REPUBLIKA.CO.ID, MANILA -- Polisi Filipina mengatakan, setidaknya 10 orang tewas dalam kekerasan yang terjadi mengiringi pemilihan umum (pemilu) pada Senin (9/5). Namun pihak berwenang menggambarkan kekerasan sebagai insiden terisolasi dan keseluruhan pemilu damai.
Seperti dilansir South China Morning Post, juru bicara pemantau pemilu nasional Kepala Inspektur Jonathan del Rosario mengatakan dalam serangan terburuk tujuh orang tewas ditembak dalam serangan fajar di Rosario ,sebuah kota yang terkenal dengan kekerasan politiknya. Di kota miskin Guindulungan, pemilih ditembak mati di sebuah Tempat Pemungutan Suara (TPS).
Seorang warga di sekitar pasar di kota Cotabato juga tewas setelah sebuah granat diluncurkan di wilayah itu. Di provinsi utara Abra, juru bicara polisi provinsi Marcy Rahmat Marron mengatakan satu orang tewas dan dua luka-luka.

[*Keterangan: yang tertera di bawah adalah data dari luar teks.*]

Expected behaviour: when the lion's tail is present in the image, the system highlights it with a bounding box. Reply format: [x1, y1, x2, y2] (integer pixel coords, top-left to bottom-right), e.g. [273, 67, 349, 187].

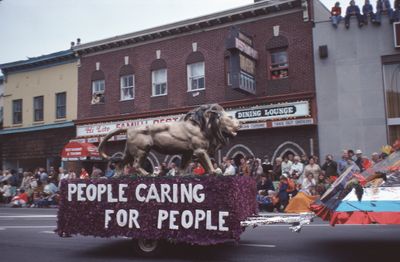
[99, 128, 127, 159]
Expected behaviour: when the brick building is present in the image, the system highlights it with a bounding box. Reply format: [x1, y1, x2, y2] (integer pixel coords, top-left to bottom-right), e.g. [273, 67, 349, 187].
[74, 0, 318, 170]
[0, 50, 78, 170]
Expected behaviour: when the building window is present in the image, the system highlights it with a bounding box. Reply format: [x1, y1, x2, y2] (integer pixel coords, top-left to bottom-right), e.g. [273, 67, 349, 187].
[270, 51, 289, 80]
[56, 92, 67, 119]
[33, 96, 43, 121]
[92, 80, 105, 104]
[120, 75, 135, 101]
[225, 55, 232, 86]
[187, 62, 205, 91]
[13, 99, 22, 124]
[151, 68, 167, 96]
[383, 63, 400, 144]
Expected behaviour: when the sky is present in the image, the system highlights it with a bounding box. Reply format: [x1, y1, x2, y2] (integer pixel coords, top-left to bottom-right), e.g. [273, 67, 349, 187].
[0, 0, 340, 64]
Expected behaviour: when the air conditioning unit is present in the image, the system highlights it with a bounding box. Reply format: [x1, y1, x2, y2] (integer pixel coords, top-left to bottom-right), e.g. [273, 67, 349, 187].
[393, 22, 400, 48]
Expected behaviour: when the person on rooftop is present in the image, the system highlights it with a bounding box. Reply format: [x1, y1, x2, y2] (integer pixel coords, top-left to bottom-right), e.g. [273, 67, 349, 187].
[331, 2, 343, 28]
[344, 0, 363, 29]
[362, 0, 375, 24]
[375, 0, 394, 25]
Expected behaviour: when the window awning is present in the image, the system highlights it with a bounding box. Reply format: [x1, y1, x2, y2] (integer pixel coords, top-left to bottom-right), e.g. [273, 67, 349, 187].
[61, 141, 102, 161]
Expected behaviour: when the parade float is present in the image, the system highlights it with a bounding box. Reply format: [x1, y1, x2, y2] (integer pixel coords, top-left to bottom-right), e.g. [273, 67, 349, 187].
[311, 143, 400, 226]
[56, 104, 313, 255]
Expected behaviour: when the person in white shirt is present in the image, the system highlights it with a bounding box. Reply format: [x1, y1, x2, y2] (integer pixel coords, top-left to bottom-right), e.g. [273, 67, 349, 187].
[289, 156, 304, 179]
[223, 161, 236, 176]
[281, 156, 293, 174]
[301, 173, 317, 195]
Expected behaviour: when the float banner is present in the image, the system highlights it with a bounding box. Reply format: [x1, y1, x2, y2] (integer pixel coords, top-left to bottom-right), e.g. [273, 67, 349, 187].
[56, 177, 257, 245]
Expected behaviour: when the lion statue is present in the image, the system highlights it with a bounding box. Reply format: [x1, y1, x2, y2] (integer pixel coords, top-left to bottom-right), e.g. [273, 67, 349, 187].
[99, 104, 240, 175]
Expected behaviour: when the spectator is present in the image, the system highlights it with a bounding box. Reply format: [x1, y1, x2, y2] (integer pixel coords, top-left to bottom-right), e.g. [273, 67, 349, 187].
[49, 166, 58, 181]
[362, 0, 375, 25]
[153, 166, 161, 176]
[261, 158, 273, 174]
[338, 150, 349, 175]
[347, 149, 356, 161]
[186, 162, 196, 176]
[278, 174, 289, 211]
[281, 156, 293, 174]
[222, 161, 236, 176]
[251, 158, 264, 181]
[344, 0, 363, 29]
[315, 173, 330, 196]
[304, 157, 321, 181]
[301, 154, 308, 166]
[90, 165, 103, 179]
[331, 2, 343, 28]
[39, 167, 49, 184]
[257, 174, 275, 194]
[160, 162, 169, 176]
[20, 171, 32, 192]
[289, 156, 304, 179]
[375, 0, 394, 24]
[301, 173, 317, 195]
[68, 169, 76, 179]
[239, 158, 250, 176]
[193, 162, 206, 176]
[11, 189, 28, 207]
[43, 179, 58, 194]
[321, 155, 337, 181]
[106, 163, 115, 178]
[393, 0, 400, 22]
[167, 162, 178, 176]
[354, 149, 364, 172]
[221, 156, 231, 172]
[213, 161, 222, 176]
[0, 180, 13, 204]
[58, 167, 69, 188]
[79, 167, 90, 179]
[371, 152, 380, 165]
[272, 157, 282, 180]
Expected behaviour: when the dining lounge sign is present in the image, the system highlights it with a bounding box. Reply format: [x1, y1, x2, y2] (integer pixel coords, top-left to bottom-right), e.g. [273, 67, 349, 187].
[231, 101, 310, 122]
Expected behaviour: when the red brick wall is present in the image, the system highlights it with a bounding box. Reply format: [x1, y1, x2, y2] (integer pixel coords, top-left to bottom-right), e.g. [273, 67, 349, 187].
[78, 12, 315, 120]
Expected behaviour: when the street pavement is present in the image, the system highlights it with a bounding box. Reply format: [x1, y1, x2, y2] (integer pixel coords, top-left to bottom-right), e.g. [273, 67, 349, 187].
[0, 208, 400, 262]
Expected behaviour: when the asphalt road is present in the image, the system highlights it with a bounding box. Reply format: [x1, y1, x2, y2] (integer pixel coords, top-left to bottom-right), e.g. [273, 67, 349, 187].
[0, 208, 400, 262]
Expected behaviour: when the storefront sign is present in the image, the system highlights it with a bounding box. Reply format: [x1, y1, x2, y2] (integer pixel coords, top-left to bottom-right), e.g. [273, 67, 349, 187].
[230, 101, 310, 122]
[76, 115, 183, 137]
[240, 122, 267, 130]
[57, 176, 257, 244]
[272, 118, 314, 127]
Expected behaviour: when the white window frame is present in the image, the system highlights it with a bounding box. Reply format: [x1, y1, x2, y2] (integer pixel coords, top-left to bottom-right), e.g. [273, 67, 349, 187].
[187, 61, 206, 92]
[92, 79, 106, 104]
[120, 74, 135, 101]
[151, 68, 168, 97]
[56, 92, 67, 120]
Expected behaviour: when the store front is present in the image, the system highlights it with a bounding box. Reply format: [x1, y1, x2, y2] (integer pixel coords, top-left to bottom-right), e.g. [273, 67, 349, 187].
[71, 100, 318, 172]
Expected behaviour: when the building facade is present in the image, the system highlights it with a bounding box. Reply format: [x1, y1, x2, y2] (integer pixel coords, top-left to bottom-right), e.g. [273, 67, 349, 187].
[313, 1, 400, 157]
[0, 76, 4, 170]
[74, 0, 318, 168]
[0, 50, 78, 170]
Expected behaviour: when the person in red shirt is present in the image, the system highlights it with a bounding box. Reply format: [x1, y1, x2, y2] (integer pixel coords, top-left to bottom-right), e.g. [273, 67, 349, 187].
[11, 189, 28, 207]
[331, 2, 343, 28]
[79, 167, 89, 179]
[193, 163, 206, 176]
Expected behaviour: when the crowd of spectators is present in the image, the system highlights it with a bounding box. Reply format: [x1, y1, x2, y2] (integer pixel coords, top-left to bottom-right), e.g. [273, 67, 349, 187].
[0, 167, 94, 207]
[331, 0, 400, 29]
[0, 146, 385, 211]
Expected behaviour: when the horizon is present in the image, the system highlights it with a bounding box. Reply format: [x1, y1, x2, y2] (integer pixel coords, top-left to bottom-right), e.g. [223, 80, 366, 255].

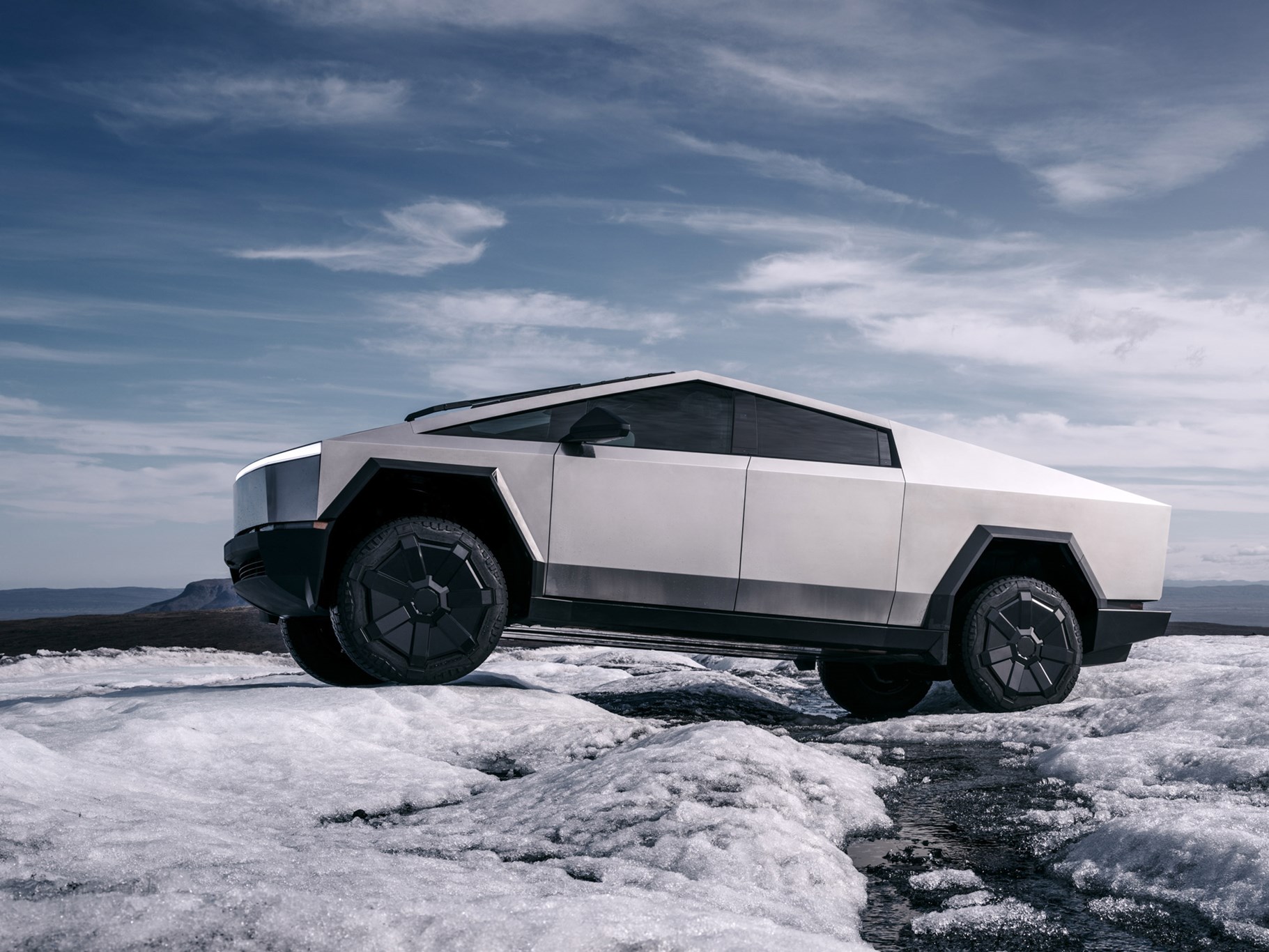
[0, 0, 1269, 588]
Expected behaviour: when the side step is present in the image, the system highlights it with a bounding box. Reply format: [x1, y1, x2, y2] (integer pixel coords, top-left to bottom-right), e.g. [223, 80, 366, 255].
[501, 624, 939, 664]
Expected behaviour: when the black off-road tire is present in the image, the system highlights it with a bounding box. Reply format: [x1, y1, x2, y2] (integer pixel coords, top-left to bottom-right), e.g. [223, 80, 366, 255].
[331, 516, 507, 684]
[816, 659, 932, 721]
[282, 617, 383, 688]
[948, 575, 1084, 712]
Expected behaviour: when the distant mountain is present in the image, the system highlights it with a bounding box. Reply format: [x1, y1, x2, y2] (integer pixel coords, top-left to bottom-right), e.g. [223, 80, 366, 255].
[0, 585, 180, 620]
[1146, 583, 1269, 626]
[132, 579, 246, 615]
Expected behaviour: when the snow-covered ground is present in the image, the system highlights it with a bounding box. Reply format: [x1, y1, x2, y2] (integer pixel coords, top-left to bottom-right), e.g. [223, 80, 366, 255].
[835, 637, 1269, 946]
[0, 638, 1269, 949]
[0, 649, 896, 949]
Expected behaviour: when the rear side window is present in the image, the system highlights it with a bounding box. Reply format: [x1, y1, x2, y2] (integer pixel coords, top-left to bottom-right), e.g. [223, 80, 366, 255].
[436, 382, 732, 453]
[736, 394, 893, 466]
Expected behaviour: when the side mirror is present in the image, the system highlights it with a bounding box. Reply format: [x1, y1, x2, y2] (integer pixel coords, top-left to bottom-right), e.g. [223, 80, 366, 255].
[560, 406, 631, 444]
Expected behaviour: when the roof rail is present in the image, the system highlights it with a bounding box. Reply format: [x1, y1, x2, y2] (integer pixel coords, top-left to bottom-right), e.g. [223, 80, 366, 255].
[405, 371, 674, 423]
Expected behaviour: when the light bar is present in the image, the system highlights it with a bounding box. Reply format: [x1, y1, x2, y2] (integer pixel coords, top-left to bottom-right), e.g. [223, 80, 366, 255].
[233, 443, 321, 482]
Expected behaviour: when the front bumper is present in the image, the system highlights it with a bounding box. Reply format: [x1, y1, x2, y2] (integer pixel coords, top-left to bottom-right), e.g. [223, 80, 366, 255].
[224, 522, 332, 615]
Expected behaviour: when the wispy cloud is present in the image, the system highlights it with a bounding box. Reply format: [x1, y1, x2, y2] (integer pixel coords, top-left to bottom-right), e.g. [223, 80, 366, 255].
[364, 291, 682, 394]
[0, 394, 294, 459]
[995, 104, 1269, 208]
[71, 72, 410, 127]
[0, 340, 138, 364]
[670, 132, 934, 208]
[258, 0, 624, 29]
[0, 450, 236, 525]
[231, 199, 507, 277]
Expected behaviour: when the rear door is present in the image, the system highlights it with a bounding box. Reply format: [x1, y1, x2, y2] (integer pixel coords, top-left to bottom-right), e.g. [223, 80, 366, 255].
[735, 394, 904, 623]
[546, 382, 748, 611]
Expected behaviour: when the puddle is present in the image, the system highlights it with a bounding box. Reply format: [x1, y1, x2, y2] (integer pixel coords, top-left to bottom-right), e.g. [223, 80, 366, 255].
[847, 742, 1255, 952]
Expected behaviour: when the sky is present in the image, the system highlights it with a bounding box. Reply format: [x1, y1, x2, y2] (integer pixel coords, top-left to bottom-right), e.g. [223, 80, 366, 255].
[0, 0, 1269, 588]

Di kota terdekat dari Sultan Kudarat, kubu kelompok Muslim terbesar di negara itu, 20 orang memaksa masuk ke pusat pemungutan. Mereka berupaya membawa kabur mesin pemungutan suara.
Marron menambahkan, polisi juga menangkap dua pria dan dua wanita dengan senjata setelah pertempuran di kota pegunungan Lagayan. Namun komisaris pemilihan Rowena Guanzin mengatakan kekerasan tak berdampak pada hasil pemilihan.